Per quanto riguarda me, nel 1956 sono stato colpito da tubercoloma, una specie di tumore, il numero dei globuli bianchi è calato sino a 2.000, e nel momento peggiore addirittura sino a 1.000. Anche il peso corporeo, che inizialmente era di 65 kg, è diminuito di circa 8 kg. Sono stato ricoverato in un ospedale di Hara a Hatsukaichi-cho (odierna Hatsukaichi-shi) per 1 anno e 3 mesi da luglio del 1956 a settembre del 1957 e mi sono dovuto assentato dal lavoro per 2 anni. Sono stato ricoverato il 7 luglio, giorno della festa di Tanabata. Quella mattina a colazione, l’ultima delle mie figlie, che frequentava la seconda elementare, ha detto: “Oggi, due stelle si incontrano in cielo, invece noi dobbiamo separarci.” A quelle parole tutti ci siamo messi a piangere.

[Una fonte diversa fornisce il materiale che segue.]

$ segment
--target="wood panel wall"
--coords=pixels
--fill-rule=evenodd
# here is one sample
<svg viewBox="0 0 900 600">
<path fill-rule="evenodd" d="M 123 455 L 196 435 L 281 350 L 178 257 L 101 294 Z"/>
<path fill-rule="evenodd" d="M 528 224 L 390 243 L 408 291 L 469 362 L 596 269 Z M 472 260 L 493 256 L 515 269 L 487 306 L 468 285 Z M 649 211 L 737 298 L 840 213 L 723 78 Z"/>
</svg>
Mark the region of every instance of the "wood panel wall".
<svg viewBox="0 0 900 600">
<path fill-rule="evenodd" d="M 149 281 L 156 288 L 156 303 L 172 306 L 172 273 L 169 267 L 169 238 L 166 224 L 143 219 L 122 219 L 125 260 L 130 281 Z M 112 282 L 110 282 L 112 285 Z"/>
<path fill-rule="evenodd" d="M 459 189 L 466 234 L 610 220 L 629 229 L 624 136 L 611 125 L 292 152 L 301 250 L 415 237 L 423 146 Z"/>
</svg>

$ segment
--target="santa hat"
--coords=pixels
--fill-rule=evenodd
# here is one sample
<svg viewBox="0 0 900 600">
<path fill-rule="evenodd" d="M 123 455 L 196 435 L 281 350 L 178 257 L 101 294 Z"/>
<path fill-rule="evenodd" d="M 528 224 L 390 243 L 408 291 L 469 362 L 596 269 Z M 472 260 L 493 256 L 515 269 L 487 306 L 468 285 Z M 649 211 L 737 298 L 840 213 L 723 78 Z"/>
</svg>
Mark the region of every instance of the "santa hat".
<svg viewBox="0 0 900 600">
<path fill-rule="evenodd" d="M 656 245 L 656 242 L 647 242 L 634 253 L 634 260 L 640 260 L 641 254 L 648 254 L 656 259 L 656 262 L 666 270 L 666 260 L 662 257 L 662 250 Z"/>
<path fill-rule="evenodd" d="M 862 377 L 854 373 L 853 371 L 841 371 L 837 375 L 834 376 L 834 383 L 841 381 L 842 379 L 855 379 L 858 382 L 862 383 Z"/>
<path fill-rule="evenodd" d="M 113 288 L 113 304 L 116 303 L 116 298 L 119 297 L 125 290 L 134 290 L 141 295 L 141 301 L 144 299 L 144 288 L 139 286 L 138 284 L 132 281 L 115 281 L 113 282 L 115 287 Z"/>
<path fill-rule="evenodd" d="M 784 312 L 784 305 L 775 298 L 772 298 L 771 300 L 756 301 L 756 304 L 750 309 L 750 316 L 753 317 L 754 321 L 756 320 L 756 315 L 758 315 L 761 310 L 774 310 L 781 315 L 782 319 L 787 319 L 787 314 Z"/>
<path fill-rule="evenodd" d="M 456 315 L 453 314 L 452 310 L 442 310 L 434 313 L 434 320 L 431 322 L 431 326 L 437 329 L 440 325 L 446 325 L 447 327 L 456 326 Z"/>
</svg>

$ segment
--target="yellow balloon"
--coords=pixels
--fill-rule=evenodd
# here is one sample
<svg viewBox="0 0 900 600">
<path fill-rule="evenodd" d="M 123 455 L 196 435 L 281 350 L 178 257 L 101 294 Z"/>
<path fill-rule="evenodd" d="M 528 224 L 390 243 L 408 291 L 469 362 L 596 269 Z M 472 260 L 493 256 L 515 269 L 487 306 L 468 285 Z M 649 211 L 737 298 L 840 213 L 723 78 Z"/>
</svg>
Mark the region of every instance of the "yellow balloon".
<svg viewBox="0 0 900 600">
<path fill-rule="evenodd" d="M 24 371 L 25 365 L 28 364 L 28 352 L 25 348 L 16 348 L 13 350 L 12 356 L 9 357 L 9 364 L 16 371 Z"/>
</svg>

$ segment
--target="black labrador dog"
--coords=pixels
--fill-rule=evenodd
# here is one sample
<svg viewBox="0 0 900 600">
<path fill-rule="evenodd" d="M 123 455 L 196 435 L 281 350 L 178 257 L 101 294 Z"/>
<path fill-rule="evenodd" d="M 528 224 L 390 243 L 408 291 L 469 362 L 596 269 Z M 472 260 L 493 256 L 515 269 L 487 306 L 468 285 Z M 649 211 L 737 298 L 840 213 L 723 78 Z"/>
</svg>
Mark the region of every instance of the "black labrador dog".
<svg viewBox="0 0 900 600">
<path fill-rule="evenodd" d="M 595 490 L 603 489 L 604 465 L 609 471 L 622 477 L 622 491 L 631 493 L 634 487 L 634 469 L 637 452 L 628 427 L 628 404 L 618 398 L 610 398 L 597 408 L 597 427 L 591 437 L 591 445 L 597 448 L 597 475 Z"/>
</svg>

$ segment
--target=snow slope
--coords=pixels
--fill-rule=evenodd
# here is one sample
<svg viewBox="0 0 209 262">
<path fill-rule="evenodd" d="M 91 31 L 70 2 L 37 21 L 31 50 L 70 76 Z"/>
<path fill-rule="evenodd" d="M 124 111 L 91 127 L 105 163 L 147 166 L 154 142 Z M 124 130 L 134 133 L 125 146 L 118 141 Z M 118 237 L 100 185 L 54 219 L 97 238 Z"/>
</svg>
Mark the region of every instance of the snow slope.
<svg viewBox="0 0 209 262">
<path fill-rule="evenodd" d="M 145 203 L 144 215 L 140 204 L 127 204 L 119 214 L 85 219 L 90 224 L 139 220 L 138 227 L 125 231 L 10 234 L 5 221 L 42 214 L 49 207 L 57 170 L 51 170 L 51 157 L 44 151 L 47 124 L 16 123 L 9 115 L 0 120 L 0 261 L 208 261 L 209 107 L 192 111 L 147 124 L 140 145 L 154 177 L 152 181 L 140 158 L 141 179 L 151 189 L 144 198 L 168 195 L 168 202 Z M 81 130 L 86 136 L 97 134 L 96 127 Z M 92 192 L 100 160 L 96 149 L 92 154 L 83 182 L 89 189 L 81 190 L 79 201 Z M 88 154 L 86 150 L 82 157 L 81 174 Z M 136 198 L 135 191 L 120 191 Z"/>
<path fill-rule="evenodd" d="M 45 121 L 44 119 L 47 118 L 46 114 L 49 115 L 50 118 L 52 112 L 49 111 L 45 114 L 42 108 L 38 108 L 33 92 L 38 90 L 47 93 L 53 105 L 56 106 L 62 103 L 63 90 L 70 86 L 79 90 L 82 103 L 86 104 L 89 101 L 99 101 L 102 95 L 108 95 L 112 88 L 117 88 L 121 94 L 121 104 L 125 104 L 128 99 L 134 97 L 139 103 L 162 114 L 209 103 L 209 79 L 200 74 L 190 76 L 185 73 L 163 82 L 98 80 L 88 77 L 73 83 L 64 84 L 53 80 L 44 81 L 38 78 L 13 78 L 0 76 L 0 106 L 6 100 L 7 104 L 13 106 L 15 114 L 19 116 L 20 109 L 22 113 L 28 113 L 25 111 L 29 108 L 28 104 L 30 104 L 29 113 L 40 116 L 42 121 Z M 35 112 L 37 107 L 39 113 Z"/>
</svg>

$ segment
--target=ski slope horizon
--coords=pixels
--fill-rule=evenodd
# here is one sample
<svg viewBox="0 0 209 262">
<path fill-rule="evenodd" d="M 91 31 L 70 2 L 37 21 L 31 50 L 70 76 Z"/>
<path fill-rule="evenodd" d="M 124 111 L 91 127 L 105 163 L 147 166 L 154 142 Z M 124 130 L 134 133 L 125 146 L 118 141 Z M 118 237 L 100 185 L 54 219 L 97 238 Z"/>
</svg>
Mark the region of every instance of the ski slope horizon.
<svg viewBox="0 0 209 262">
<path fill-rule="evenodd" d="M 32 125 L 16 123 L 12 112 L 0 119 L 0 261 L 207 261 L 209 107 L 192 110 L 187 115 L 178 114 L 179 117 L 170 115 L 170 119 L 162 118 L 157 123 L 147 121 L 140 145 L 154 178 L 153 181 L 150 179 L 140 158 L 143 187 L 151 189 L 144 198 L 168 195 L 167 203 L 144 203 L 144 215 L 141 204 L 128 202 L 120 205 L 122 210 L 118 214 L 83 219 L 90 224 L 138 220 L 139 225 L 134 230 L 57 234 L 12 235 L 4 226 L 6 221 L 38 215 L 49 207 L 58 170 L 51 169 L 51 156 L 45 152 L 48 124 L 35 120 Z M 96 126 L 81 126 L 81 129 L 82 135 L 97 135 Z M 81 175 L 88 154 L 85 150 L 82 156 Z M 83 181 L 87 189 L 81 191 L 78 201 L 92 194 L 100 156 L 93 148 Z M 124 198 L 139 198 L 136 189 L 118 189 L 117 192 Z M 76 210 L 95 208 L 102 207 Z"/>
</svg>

Da allora non ho avuto gravi malattie, sono stato in buona salute, ma da una decina di anni ho nuovamente perdite di sangue nelle feci, quindi mi ricovero presso l’Ospedale della Croce Rossa Giapponese fino a che non si ferma il sangue, oppure sono costretto a farmi delle iniezioni emostatiche.

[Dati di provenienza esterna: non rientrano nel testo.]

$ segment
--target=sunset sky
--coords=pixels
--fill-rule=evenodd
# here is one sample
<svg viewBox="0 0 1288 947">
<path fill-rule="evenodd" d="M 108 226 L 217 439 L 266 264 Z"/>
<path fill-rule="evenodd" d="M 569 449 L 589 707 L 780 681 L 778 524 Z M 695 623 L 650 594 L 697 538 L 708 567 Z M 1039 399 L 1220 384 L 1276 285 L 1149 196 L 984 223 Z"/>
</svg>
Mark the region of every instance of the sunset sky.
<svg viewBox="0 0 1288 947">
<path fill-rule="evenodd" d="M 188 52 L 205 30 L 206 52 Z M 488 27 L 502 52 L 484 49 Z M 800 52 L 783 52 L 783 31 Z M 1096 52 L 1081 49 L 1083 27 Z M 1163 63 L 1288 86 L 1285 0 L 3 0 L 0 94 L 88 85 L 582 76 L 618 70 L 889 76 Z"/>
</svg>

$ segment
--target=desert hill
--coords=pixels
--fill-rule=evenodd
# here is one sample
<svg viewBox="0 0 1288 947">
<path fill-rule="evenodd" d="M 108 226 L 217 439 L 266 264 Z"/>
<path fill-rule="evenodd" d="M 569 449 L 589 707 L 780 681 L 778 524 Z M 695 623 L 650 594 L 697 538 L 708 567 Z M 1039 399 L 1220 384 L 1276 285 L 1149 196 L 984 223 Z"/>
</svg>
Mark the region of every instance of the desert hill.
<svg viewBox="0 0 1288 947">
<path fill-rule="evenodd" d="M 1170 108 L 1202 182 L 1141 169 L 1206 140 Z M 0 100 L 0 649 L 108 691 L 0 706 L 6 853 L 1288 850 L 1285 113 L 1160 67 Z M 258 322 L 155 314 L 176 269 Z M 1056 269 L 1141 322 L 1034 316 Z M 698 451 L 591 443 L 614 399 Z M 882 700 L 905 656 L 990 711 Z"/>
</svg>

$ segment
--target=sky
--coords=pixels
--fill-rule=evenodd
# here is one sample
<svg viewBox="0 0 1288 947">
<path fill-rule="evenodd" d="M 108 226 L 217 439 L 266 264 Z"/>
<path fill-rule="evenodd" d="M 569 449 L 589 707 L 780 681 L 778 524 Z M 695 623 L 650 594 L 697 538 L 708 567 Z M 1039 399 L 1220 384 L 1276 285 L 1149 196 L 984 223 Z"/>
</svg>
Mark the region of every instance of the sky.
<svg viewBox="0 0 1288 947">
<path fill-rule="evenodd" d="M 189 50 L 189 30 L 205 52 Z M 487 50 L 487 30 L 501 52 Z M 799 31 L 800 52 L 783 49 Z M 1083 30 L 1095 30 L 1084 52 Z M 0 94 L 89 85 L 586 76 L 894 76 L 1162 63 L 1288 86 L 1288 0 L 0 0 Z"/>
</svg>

4 anni fa sono stato sottoposto ad intervento chirurgico alla prostata per un cancro e in quella occasione ho ricevuto il certificato di riconoscimento di vittima della bomba atomica.

●Ciò che penso adesso.
Adesso ho 94 anni e veramente ringrazio la sorte per essere potuto arrivare fino a questa età. Penso che questo sia dovuto alle cure ricevute da mia moglie. Anche i miei figli si prendono buona cura di me. Ho solo da ringraziare tutti.